Karen Collins, MS, RD, CDN
American Institute for Cancer Research
Surveys reveal that many Americans are confused by the conflicting messages about nutrition and wellness that inundate magazines, newspapers and TV news programs. Unfortunately, messages about physical activity can be just as erratic. Fortunately, research is now providing evidence on just how much activity is needed to stop weight gain and support weight loss.
The STRRIDE study is one example of researchers taking a closer look at how activity alone can be used to combat obesity without any changes to diet. Participants in the study (sedentary overweight and mildly obese men and women) were assigned to one of four groups that differed in amount and intensity of exercise.
Researchers saw a direct relationship between amount of physical activity and changes in weight. After eight months, almost 75 percent of those assigned to the no-exercise control group gained weight. Among the exercisers, participants needed to accumulate the equivalent of six to seven miles of walking each week (an average of about 20 minutes a day of moderate walking) just to prevent weight gain.
Dietary interventions in addition to increased activity are almost always needed if someone is looking to lose weight and maintain that leaner frame. One study followed women who began a program to change eating and exercise habits for two years. Those who achieved and sustained at least a 10 percent weight loss had added about 275 minutes of moderate activity a week to their sedentary lifestyle – the equivalent of about 40 minutes of daily activity or 55 minutes, 5 days a week.
In an earlier study, maintaining weight loss took more activity than that. The study began following over two dozen women within three months after they reached their weight loss target. One year later, sedentary women had gained more than 15 pounds compared to an average 5-pound gain among women who created a physically active lifestyle.

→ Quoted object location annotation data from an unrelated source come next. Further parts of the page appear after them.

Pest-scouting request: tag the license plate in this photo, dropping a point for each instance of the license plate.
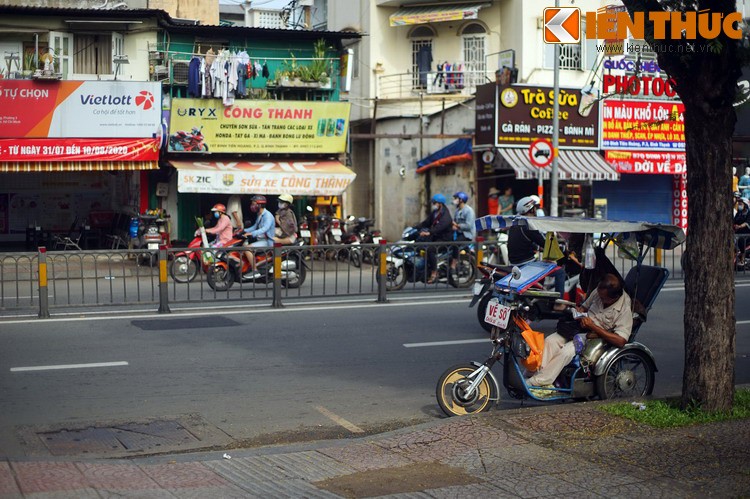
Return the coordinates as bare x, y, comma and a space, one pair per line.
497, 314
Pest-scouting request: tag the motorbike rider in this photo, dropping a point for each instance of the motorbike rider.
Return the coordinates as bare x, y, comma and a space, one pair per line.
463, 224
741, 225
223, 227
608, 316
286, 232
261, 232
438, 226
523, 243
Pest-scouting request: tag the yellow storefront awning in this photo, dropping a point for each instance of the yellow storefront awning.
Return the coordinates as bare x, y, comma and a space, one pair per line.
75, 166
434, 14
572, 165
299, 178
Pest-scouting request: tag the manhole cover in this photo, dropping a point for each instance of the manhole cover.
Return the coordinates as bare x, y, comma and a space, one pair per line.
131, 437
193, 323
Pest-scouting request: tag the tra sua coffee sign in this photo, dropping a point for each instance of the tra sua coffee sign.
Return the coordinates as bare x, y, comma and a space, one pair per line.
525, 113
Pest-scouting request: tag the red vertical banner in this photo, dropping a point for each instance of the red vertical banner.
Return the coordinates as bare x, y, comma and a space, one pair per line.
679, 201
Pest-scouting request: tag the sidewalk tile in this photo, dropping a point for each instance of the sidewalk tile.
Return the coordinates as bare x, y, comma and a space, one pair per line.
8, 485
121, 477
363, 457
44, 476
183, 475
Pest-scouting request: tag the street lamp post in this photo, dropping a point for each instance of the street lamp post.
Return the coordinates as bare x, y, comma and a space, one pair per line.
553, 185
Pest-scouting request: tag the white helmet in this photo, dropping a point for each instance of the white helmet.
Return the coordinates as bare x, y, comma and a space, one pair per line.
525, 205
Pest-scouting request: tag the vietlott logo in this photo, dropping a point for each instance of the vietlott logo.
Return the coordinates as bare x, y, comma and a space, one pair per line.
562, 25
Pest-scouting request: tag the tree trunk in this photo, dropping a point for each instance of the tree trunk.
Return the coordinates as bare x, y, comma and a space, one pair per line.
709, 320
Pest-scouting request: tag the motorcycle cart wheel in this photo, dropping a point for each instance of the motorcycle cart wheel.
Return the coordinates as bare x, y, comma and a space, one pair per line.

According to the researchers, the threshold to maintain weight loss averaged 80 minutes a day of moderate activity or 35 minutes a day of vigorous activity.

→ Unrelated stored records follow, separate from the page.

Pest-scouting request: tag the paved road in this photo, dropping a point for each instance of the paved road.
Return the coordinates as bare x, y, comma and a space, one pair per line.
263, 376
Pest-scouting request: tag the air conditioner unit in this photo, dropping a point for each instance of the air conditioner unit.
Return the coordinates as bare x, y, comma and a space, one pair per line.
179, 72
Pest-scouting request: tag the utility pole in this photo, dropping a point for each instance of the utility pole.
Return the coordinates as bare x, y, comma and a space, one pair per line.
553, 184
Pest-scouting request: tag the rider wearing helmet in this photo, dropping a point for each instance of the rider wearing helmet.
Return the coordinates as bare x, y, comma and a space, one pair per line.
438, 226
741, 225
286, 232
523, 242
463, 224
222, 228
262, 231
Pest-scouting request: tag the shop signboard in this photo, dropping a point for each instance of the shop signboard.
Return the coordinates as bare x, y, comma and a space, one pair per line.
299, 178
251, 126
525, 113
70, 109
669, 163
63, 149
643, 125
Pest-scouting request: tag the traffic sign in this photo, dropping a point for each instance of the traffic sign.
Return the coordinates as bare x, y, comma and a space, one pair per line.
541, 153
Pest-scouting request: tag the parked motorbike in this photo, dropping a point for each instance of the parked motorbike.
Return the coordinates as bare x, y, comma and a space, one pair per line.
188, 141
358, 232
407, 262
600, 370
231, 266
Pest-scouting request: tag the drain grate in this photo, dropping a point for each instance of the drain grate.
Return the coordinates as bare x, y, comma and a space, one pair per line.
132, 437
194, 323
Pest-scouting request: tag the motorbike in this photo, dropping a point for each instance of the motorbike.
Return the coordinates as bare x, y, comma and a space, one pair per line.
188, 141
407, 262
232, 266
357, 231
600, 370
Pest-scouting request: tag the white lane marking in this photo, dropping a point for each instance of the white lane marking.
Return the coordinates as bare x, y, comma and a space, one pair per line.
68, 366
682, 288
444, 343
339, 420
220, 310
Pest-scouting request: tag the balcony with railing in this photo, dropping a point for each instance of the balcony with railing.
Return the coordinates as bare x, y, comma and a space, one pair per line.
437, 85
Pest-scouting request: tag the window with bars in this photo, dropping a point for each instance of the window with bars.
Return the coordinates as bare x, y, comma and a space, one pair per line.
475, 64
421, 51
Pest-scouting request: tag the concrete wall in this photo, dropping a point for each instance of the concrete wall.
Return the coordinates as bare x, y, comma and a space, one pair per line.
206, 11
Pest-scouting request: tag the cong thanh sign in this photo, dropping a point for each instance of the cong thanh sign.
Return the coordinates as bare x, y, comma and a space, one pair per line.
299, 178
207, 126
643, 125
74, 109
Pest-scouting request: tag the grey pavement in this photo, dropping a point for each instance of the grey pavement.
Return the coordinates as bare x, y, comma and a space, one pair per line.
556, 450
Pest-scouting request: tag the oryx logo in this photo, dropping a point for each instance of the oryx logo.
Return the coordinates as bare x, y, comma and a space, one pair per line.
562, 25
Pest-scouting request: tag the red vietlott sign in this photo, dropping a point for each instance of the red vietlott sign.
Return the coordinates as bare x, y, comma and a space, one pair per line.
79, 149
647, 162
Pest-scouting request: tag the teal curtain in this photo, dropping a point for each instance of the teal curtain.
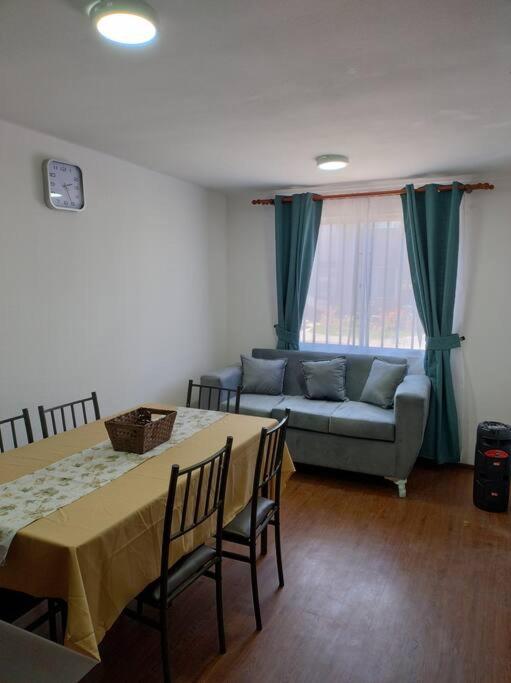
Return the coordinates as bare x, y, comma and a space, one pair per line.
431, 221
296, 236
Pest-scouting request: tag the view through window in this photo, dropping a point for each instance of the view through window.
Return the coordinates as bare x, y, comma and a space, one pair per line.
360, 292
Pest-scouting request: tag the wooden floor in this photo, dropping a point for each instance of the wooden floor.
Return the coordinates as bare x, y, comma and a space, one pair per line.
378, 589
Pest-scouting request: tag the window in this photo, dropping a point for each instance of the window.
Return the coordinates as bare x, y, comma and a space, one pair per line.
360, 292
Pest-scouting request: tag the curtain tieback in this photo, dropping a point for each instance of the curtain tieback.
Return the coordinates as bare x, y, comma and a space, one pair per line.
288, 336
450, 341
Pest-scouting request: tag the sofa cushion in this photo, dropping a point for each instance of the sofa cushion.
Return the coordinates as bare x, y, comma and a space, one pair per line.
358, 366
382, 383
261, 376
364, 421
325, 379
259, 405
306, 414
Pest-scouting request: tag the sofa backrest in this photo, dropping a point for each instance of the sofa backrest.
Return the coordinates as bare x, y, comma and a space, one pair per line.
358, 366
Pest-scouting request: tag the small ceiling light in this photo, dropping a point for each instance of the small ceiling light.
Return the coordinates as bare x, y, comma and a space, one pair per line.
332, 162
129, 22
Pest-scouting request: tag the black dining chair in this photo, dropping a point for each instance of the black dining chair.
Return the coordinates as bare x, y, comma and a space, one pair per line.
12, 437
13, 604
262, 509
201, 495
209, 397
76, 412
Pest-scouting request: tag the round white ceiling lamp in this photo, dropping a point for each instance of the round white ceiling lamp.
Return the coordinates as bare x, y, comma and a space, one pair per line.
128, 23
332, 162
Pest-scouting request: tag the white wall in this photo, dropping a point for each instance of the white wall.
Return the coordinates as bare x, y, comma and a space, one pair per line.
127, 298
482, 368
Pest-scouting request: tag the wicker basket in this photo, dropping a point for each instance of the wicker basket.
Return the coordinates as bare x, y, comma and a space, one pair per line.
137, 432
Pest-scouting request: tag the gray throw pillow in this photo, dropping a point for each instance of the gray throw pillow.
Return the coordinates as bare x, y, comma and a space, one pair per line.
382, 382
325, 379
261, 376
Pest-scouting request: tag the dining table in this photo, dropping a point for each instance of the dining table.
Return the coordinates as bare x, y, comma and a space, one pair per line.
99, 551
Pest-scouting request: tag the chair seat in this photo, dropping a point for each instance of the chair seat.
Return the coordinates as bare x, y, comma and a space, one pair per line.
259, 405
240, 525
200, 559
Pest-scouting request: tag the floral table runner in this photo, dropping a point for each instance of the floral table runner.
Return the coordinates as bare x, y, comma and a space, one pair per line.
44, 491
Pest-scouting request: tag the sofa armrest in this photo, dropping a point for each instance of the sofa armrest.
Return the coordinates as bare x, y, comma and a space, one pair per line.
411, 406
226, 378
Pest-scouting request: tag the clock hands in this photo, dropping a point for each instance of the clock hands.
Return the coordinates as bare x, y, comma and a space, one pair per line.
65, 186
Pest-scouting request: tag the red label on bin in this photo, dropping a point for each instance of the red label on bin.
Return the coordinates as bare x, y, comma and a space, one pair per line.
496, 453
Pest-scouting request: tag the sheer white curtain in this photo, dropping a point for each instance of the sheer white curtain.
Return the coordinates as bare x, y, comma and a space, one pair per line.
360, 293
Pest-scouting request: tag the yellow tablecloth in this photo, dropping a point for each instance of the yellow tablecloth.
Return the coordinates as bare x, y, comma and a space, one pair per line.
99, 552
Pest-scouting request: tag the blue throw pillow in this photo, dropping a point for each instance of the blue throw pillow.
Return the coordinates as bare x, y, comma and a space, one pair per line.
325, 379
261, 376
382, 382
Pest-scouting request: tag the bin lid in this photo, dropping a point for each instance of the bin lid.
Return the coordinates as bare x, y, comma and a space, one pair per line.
494, 430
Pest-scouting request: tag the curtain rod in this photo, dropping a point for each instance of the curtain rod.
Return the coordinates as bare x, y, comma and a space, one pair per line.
381, 193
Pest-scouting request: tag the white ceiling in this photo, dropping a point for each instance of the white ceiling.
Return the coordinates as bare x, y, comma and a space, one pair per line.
240, 93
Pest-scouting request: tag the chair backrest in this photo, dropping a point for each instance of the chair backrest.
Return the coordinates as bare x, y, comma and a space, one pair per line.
269, 463
204, 495
214, 398
11, 438
76, 412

We don’t know all the reasons for the different levels of physical activity necessary to maintain weight loss in these and other studies. But experts speculate that the actual activity level needed varies for each of us depending on metabolism, how much we sit or move throughout our day’s activities and how many calories we consume. The one consistent finding, however, is that for almost everybody, some daily physical activity is essential.
Inherited genetic tendencies can also impact weight gain. Although some people may want to give up the battle altogether if they feel their weight woes are genetic, new research suggests that at least some inherited tendencies may be overcome with adequate physical activity. One study found that carriers of a common weight-related gene were more likely to be overweight if they exhibited below average physical activity. That same genetic variable had little impact on weight among those with above-average activity levels.

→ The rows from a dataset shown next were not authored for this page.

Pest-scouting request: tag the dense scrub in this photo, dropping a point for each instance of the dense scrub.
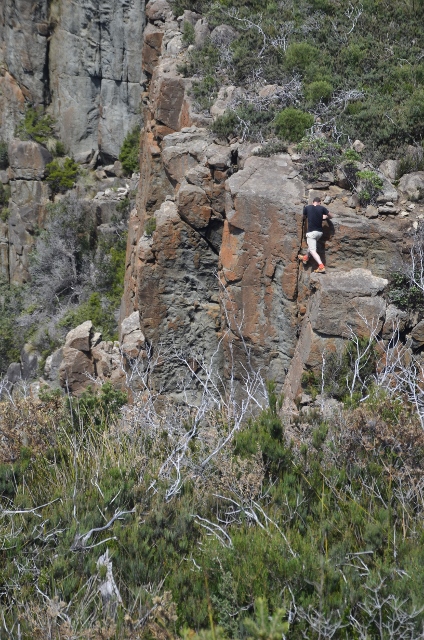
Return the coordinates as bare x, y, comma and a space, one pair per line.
318, 524
357, 67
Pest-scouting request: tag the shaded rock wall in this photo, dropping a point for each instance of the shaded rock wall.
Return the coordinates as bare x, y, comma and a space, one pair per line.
82, 59
212, 262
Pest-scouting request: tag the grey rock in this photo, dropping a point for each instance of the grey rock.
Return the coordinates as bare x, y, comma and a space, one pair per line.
189, 16
29, 362
389, 169
52, 366
371, 211
201, 33
23, 31
95, 54
75, 369
14, 373
28, 160
417, 335
396, 320
158, 10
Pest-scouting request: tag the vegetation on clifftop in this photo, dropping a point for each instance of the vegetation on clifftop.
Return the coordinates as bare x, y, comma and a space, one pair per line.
356, 67
324, 536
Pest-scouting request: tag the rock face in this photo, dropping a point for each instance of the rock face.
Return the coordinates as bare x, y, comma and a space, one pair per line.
212, 268
84, 59
344, 304
95, 54
86, 360
28, 160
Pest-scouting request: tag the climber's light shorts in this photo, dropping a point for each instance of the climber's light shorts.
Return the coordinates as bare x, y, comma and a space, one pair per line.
311, 238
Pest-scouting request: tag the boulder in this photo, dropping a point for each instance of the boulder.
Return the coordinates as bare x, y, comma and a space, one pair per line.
52, 366
152, 46
201, 33
396, 320
193, 206
132, 338
28, 160
226, 95
389, 169
107, 360
158, 10
412, 185
29, 362
341, 305
223, 35
80, 337
75, 370
189, 16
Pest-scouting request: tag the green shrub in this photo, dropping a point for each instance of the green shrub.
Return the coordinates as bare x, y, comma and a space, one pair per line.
129, 154
319, 90
299, 55
60, 175
319, 155
36, 125
410, 162
291, 124
4, 155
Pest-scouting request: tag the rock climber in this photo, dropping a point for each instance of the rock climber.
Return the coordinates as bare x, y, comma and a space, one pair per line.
315, 213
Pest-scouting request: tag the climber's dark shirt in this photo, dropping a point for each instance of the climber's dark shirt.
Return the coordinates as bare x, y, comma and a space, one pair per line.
314, 214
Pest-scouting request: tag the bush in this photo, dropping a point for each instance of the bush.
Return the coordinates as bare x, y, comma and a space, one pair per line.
129, 154
319, 91
4, 155
61, 176
319, 155
411, 162
299, 55
291, 124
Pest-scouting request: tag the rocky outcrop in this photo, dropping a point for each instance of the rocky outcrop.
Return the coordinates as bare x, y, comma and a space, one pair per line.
95, 54
341, 305
80, 59
87, 360
206, 207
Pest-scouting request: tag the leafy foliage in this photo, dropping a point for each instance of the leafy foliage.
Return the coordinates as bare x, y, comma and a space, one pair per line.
129, 154
291, 124
4, 155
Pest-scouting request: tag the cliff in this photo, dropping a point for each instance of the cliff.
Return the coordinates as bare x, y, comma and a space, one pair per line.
212, 273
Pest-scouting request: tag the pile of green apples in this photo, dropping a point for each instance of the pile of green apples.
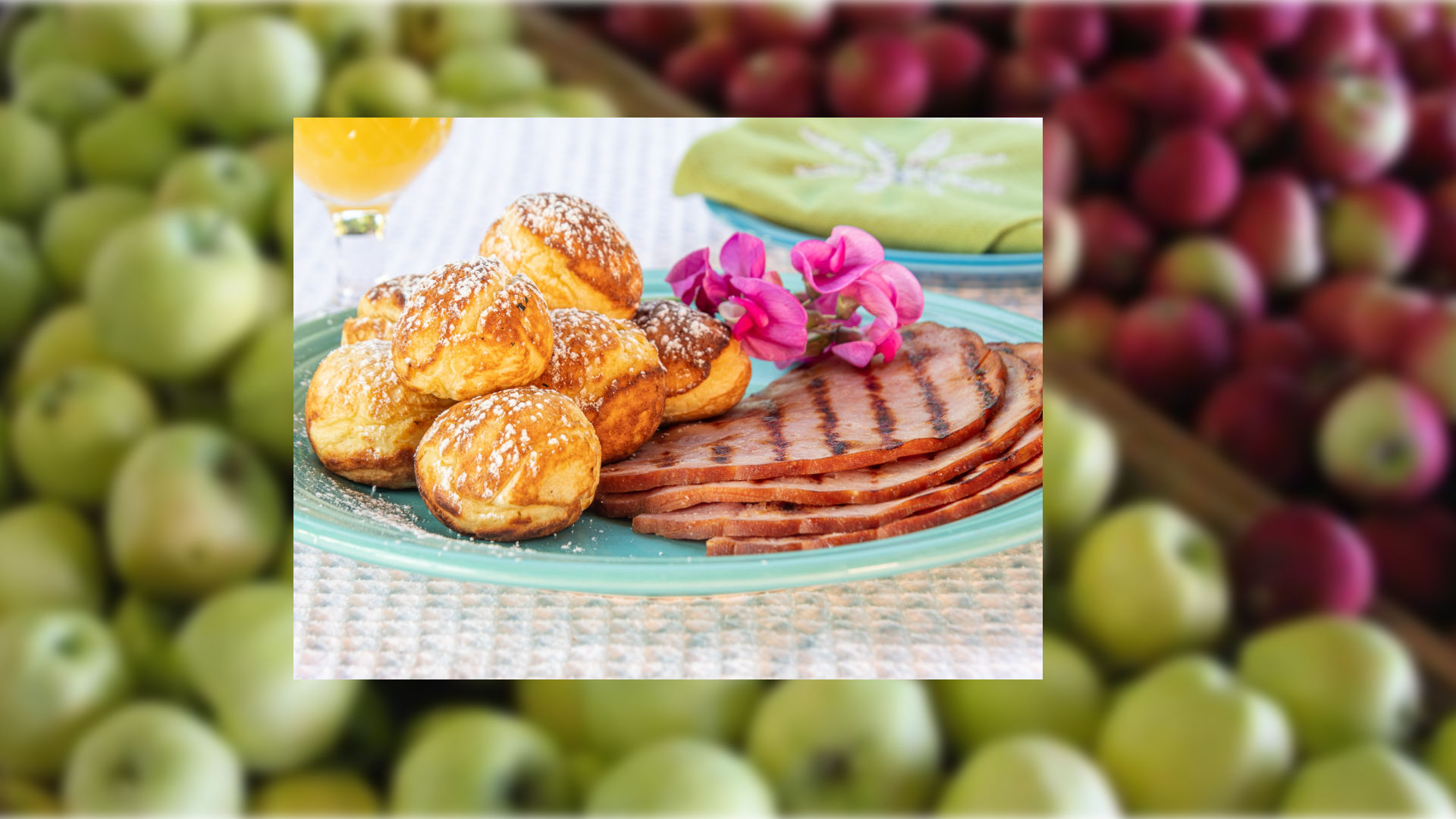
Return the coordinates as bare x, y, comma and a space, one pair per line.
1178, 707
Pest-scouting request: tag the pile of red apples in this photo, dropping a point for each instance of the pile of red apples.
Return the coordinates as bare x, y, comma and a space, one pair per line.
1251, 222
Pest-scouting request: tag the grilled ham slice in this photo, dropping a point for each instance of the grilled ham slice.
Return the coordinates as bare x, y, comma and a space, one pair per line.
1019, 409
832, 416
1012, 485
783, 519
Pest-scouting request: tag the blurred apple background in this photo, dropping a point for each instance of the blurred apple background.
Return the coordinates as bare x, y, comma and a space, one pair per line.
1253, 216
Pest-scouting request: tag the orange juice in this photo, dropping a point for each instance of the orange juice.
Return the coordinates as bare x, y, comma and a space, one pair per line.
360, 162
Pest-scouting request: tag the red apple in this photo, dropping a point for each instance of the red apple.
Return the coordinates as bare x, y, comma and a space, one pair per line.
1433, 134
1028, 82
1171, 349
1059, 162
1353, 127
701, 69
1104, 126
1081, 327
777, 82
1078, 31
1429, 356
1416, 557
1261, 25
875, 17
1276, 344
1301, 560
878, 74
1213, 270
1266, 108
783, 24
1276, 224
1153, 24
1187, 180
957, 58
1337, 37
1383, 442
648, 30
1194, 85
1116, 245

Physical activity influences weight by burning calories and increasing metabolic rate as muscle tissue is built and maintained. But it may also impact weight as part of a “constellation” of health behaviors. Since physically active people tend to eat more healthfully, some researchers question whether activity’s impact on stress, mood, self-image or other factors might help support the dietary behavior changes that are usually vital to long-term weight control.